10 shows an eighth embodiment of the present invention. In the eighth embodiment, the bottom (non-penetrating) accommodating groove 25 is formed in the second discharge surface 21 of the second electrode 20, and the heat pipe 31 is accommodated in the accommodating groove 25. It is. Similarly to the first embodiment (FIGS. 1 and 2), the receiving groove 25 has a central groove portion 25a along the spout 24 and a side groove portion 25b orthogonal to the central groove portion 25a. Have Among the heat pipes 31, a portion in the central groove portion 25a becomes the heat absorbing portion 32, and in particular, the front end side (near the outer edge of the second electrode 20) portion in the side groove portion 25b is a heat radiating portion ( 33).

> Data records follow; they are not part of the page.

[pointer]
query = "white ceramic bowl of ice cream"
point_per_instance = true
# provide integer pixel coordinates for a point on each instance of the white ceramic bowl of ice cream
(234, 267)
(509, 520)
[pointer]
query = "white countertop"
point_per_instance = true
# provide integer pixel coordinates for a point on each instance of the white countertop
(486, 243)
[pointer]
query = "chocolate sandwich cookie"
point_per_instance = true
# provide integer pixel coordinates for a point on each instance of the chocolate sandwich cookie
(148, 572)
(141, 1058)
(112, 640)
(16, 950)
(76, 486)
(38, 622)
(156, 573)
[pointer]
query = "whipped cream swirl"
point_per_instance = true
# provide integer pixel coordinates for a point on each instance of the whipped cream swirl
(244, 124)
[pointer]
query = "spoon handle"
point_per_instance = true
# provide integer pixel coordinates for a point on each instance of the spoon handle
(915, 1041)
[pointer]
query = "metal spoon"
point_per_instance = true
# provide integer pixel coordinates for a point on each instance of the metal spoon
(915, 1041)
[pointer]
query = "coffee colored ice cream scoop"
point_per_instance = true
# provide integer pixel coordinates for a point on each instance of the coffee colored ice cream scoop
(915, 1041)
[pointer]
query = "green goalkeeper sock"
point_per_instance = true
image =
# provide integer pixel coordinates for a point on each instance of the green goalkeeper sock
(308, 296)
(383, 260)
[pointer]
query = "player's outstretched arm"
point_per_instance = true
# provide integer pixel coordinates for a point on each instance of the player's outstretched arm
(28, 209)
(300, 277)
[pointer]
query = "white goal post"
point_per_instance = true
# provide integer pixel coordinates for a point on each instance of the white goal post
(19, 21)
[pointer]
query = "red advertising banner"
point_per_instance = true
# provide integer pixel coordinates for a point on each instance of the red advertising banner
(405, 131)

In 8th Embodiment, the cover plate 28 is covered by the 2nd discharge surface 21 similarly to 6th Embodiment (FIG. 8). The cover plate 28 blocks the opening on the second discharge surface 21 side of the receiving groove 25 to cover the heat pipe 31 from the second discharge surface 21 side. The cover plate 28 has an area substantially the same as that of the second electrode 20, and is almost covered with the second discharge surface 21. The cover plate 28 is preferably made of a metal, is in close contact with the second electrode 20 by a joining means (not shown) such as bolt tightening or welding, and is electrically connected to the second electrode 20. The point that an electric field is applied between the 1 discharge surface 11 and the cover plate 28 is the same as that of 6th Embodiment.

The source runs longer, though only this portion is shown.